Search code examples
pythonlistnumpysublistnumpy-random

Split a list into n randomly sized chunks


I am trying to split a list into n sublists where the size of each sublist is random (with at least one entry; assume P>I). I used numpy.split function which works fine but does not satisfy my randomness condition. You may ask which distribution the randomness should follow. I think, it should not matter. I checked several posts which were not equivalent to my post as they were trying to split with almost equally sized chunks. If duplicate, let me know. Here is my approach:

import numpy as np

P = 10
I = 5
mylist = range(1, P + 1)
[list(x) for x in np.split(np.array(mylist), I)]

This approach collapses when P is not divisible by I. Further, it creates equal sized chunks, not probabilistically sized chunks. Another constraint: I do not want to use the package random but I am fine with numpy. Don't ask me why; I wish I had a logical response for it.

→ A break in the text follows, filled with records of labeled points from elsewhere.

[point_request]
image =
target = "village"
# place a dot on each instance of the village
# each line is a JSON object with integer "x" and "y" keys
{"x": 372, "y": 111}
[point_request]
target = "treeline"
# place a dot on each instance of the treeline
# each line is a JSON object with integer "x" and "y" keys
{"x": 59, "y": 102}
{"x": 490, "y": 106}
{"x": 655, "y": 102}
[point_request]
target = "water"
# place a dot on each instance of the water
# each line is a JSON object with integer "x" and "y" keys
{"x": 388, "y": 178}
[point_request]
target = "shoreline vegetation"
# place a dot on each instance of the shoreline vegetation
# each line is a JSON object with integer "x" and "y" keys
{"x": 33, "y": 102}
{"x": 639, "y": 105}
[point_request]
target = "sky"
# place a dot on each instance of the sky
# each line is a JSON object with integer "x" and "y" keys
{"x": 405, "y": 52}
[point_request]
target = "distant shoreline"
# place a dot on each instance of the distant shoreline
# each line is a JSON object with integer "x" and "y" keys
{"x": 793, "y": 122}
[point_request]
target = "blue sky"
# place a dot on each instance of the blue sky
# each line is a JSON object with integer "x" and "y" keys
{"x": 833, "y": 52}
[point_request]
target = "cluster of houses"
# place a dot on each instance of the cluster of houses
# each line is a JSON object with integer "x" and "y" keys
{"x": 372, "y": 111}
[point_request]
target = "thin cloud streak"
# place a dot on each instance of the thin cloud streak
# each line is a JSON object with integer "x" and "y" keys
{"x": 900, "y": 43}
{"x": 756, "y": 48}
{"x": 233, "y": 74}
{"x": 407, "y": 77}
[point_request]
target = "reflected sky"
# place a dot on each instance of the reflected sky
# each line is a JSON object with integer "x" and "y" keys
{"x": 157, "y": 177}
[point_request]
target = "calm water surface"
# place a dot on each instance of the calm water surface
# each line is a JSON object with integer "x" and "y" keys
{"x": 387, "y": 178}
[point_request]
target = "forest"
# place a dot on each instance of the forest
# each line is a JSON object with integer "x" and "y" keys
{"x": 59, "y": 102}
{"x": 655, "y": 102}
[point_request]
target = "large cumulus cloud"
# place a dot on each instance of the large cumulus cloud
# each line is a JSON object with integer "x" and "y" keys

Based on the answer provided by the mad scientist, this is the code I tried:

P = 10
I = 5

data = np.arange(P) + 1
indices = np.arange(1, P)
np.random.shuffle(indices)
indices = indices[:I - 1]
result = np.split(data, indices)
result

Output:

[array([1, 2]),
 array([3, 4, 5, 6]),
 array([], dtype=int32),
 array([4, 5, 6, 7, 8, 9]),
 array([10])]

Solution

  • np.split is still the way to go. If you pass in a sequence of integers, split will treat them as cut points. Generating random cut points is easy. You can do something like

    P = 10
    I = 5
    
    data = np.arange(P) + 1
    indices = np.random.randint(P, size=I - 1)
    

    You want I - 1 cut points to get I chunks. The indices need to be sorted, and duplicates need to be removed. np.unique does both for you. You may end up with fewer than I chunks this way:

    result = np.split(data, indices)
    

    If you absolutely need to have I numbers, choose without resampling. That can be implemented for example via np.shuffle:

    indices = np.arange(1, P)
    np.random.shuffle(indices)
    indices = indices[:I - 1]
    indices.sort()